Il 13 febbraio prossimo uscirà nelle sale “Cime tempestose”, il nuovo film di Emerald Fennell e nuovo (ennesimo?) adattamento dell’opera maestra di Emily Brontë. “Cime tempestose” (“Wuthering heights”) è un romanzo gotico in piena regola, caratterizzato da quell’elemento brutale e da quello naturalistico di un’atmosfera cupa e inquietante caratteristica delle lande desolate della brughiera inglese (l’autrice si sarebbe ispirata a Top Withens, nello Yorkshire), metafora della violenza, fisica e psicologica, protagonista della storia. L’opera, risalente all’epoca vittoriana, intreccia la tematica centrale della lotta di classe a quella della cosiddetta storia d’amore (dovremmo parlare, invece, di disamore) tra Catherine Earnshaw e Heathcliff, esplorando tutta una serie di sentimenti umani della gamma della disperazione. Heathcliff è l’oscuro antieroe, uomo duro e spietato, la penna di Emily Bronte lo figura quasi come un mostro. La prospettiva di un amore impossibile tra lui e Catherine lo renderà ancora più tormentato, consumato dal quel sentimento ossessivo che è la vendetta, a sua volta impossibile. In perfetta conciliazione con la natura, la sua solitudine è un isolamento volontario nelle desolate Cime.
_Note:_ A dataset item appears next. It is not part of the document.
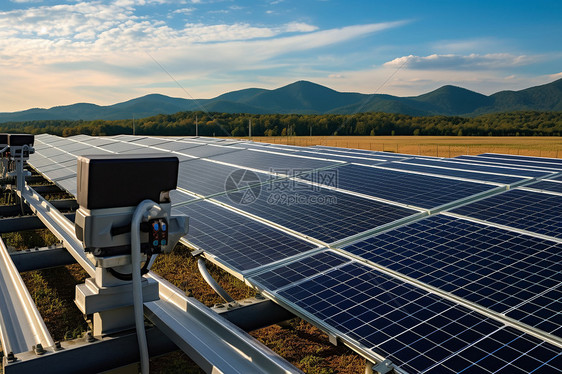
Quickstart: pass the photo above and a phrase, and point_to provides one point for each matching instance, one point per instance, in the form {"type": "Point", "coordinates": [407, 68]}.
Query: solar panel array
{"type": "Point", "coordinates": [439, 265]}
L’imminente film di Fennell esclude l’implicazione razziale per il personaggio di Heathcliff che, nel primo capitolo del romanzo, è descritto come “dark-skinned (“di pelle scura”) gypsy in aspect (“dall’aspetto zingaro”)”. Lasciando l’autrice un margine di ambiguità circa l’etnia, non sono trascurabili le connotazioni di Heathcliff, ignorate, invece, dai responsabili del casting del film, scegliendo il talento del momento (Jacob Elordi di recente è stato la “Cosa” del “Frankenstein” di Guillermo del Toro), un uomo caucasico nella sua integrità e dalla statura che con tutta certezza non era stata concepita dall’autrice inglese per il suo personaggio. Il tema etnico è cruciale nell’opera di Brontë poiché la razza di Heathcliff gioca un ruolo nella discriminazione che subisce nella storia. “Cime tempestose” ha una lunga storia nel mondo del cinema: il primo adattamento diretto da William Wyler risale al 1939, nel 1988 Yoshishige Yoshida ne dirige una rivisitazione ambientata nel medioevo giapponese, in quello del 1992 Juliette Binoche e Ralph Fiennes figurano nei panni dei protagonisti, solo in quello del 2011 diretta da Andrea Arnold Heathcliff (James Howson) non è bianco.
In conclusione, secondo le recenti dichiarazioni della regista, questa nuova rappresentazione sarebbe una rilettura del classico in chiave sensuale. Ma i moderni costumi, che stridono con l’anima selvaggia dei personaggi originali, la colonna sonora elettronica e il cast completamente differente dalla descrizione nel romanzo (Margot Robbie ha 35 anni contro i 15 della sua Cathy) non possono che snaturare e annichilire il capolavoro di un’autrice tanto irrequieta quanto libera come Emily Brontë.